CamCERT gathers and records all security and related incidents reported to it.
The information is used as follows:
- Reports of attacks of any description (unexpected activity from machines outside the cam.ac.uk) domain is passed to (JANET-CSIRT, which is the Computer Emergency Response team for the UK Academic Community. It may also be passed directly to the security teams at the site of the attacking machine. This includes computer staff in the University of Cambridge and its Colleges as well as sites anywhere in the world. Typically, the identity of the owner of the machine and the person who reported the incident will not intentionally be forwarded to third parties, but such information may be a part of the report or the name of the machine. Information may also be passed to University Computer Officers to enable them to trace insecure machines on their network.
- Details of any machine within the cam.ac.uk domain that is
found to be insecure may be forwarded to JANET-CSIRT so that
- they can deal swiftly with complaints from remote sites
- they can alert other members of the academic community to the sort of attack being experienced.
- To alert the owners of machines on the Internet when their machine is misbehaving, perhaps because its security has been compromised or because some software is misconfigured.
- To preserve evidence for subsequent investigations.
- To enable repeating and continuing incidents to be identified.
- To produce statistical reports for management purposes, such as the Annual Report of the University Computing Service. Such statistics do not include personal data, but are derived from logs that may contain personal data.

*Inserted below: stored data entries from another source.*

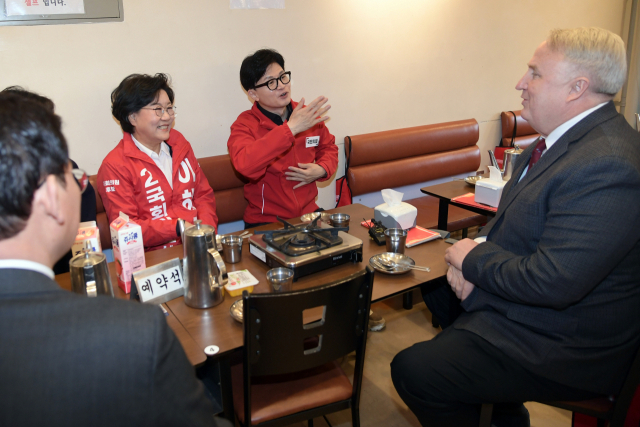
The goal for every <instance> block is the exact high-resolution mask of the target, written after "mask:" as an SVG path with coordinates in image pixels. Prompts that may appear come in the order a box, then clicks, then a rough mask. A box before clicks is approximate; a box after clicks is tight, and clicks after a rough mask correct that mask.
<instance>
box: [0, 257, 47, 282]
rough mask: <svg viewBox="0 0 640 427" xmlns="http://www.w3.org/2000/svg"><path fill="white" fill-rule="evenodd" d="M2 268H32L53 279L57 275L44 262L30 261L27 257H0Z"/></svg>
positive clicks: (24, 269)
mask: <svg viewBox="0 0 640 427" xmlns="http://www.w3.org/2000/svg"><path fill="white" fill-rule="evenodd" d="M2 268H17V269H19V270H32V271H36V272H38V273H41V274H44V275H45V276H47V277H49V278H50V279H51V280H53V278H54V277H55V275H54V274H53V270H52V269H50V268H49V267H47V266H46V265H44V264H40V263H38V262H35V261H28V260H26V259H0V269H2Z"/></svg>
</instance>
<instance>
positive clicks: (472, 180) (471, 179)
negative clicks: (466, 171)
mask: <svg viewBox="0 0 640 427" xmlns="http://www.w3.org/2000/svg"><path fill="white" fill-rule="evenodd" d="M482 178H484V177H483V176H482V175H472V176H468V177H466V178H465V179H464V182H466V183H467V184H469V185H474V186H475V185H476V182H478V181H480V180H481V179H482Z"/></svg>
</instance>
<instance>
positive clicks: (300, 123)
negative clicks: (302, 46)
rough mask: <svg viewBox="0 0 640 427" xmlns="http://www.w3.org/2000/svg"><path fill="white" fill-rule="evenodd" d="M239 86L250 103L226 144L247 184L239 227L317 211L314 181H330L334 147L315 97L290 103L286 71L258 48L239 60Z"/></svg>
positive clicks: (332, 171) (287, 78)
mask: <svg viewBox="0 0 640 427" xmlns="http://www.w3.org/2000/svg"><path fill="white" fill-rule="evenodd" d="M240 82H241V83H242V86H243V87H244V89H245V90H246V91H247V94H248V95H249V96H250V97H251V98H252V99H253V100H254V101H255V102H254V104H253V107H252V108H251V109H250V110H248V111H245V112H244V113H242V114H240V116H239V117H238V119H237V120H236V121H235V123H234V124H233V125H232V126H231V136H230V137H229V141H228V142H227V147H228V148H229V155H230V156H231V160H232V162H233V166H234V167H235V168H236V170H237V171H238V172H240V173H241V174H242V175H244V176H245V177H246V178H248V179H249V182H248V183H247V184H245V186H244V196H245V198H246V199H247V201H248V202H249V205H248V206H247V209H246V210H245V213H244V222H245V228H251V227H255V226H258V225H262V224H266V223H270V222H275V221H277V219H276V217H280V218H293V217H297V216H300V215H303V214H305V213H309V212H314V211H316V210H318V205H317V204H316V202H315V199H316V196H317V195H318V188H317V187H316V186H315V184H314V182H315V181H316V180H318V181H324V180H327V179H329V178H330V177H331V175H333V174H334V172H335V171H336V167H337V166H338V147H337V146H336V145H335V137H334V136H333V135H331V134H330V133H329V130H328V129H327V127H326V126H325V124H324V121H325V120H327V119H328V118H329V117H328V116H324V114H325V113H326V112H327V111H328V110H329V108H331V106H330V105H325V104H326V103H327V98H326V97H324V96H320V97H318V98H316V99H315V100H313V101H312V102H311V103H310V104H309V105H306V106H305V105H304V98H302V100H301V101H300V102H299V103H296V102H293V101H291V72H290V71H285V70H284V58H283V57H282V55H280V54H279V53H278V52H276V51H275V50H271V49H261V50H258V51H257V52H255V53H254V54H253V55H250V56H248V57H246V58H245V59H244V61H242V66H241V67H240Z"/></svg>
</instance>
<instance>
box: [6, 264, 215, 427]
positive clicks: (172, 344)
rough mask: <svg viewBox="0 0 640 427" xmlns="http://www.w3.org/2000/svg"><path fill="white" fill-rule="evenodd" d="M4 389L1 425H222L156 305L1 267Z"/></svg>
mask: <svg viewBox="0 0 640 427" xmlns="http://www.w3.org/2000/svg"><path fill="white" fill-rule="evenodd" d="M0 396H2V397H1V398H0V425H2V426H38V427H40V426H108V427H115V426H118V427H120V426H135V427H141V426H178V425H179V426H211V425H215V424H214V421H213V414H212V412H213V408H212V407H211V404H210V402H209V401H208V400H207V399H206V397H204V394H203V386H202V384H201V383H200V382H199V381H198V380H197V379H196V378H195V374H194V370H193V367H192V366H191V364H190V363H189V361H188V360H187V357H186V355H185V354H184V351H183V350H182V347H181V346H180V343H179V342H178V340H177V339H176V337H175V335H174V334H173V331H171V329H170V328H169V327H168V326H167V322H166V320H165V319H164V315H163V314H162V312H161V311H160V310H159V309H158V308H157V307H154V306H146V305H143V304H140V303H135V302H130V301H116V300H114V299H112V298H108V297H97V298H87V297H83V296H79V295H76V294H73V293H71V292H67V291H65V290H62V289H61V288H60V287H59V286H58V285H57V284H56V283H55V282H54V281H52V280H51V279H49V278H48V277H46V276H44V275H42V274H40V273H37V272H34V271H29V270H18V269H0Z"/></svg>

Information is recorded in the following ways:
- All email is kept easily accessible for about 3 months so that investigations can continue. The email is available only to the CERT team, although extracts from the messages may be forwarded as described above.
- email is archived at the end of each month and is kept on archive for a period of approximately 18 months.
- A summary of the incidents reported is recorded in a small database and kept indefinitely. Typically, this includes the name and IP address of the machines involved in the incident and the nature of the incident. In the case of a single use machine, the name of the machine may therefore identify an individual.
- Depersonalised reports are available to technical staff in the University and are kept indefinitely.
To assist with incidents the following traffic accounting information logged from the CUDN is used:
- date and time of day
- source and destination IP addresses
- aggregated source and destination port numbers
- protocol type
- number of octets of data
- number of packets of data
This information is processed by aggregating, ranking, and selection. Traffic data is held for approximately 3 months, processed security incident data for approximately 1 year.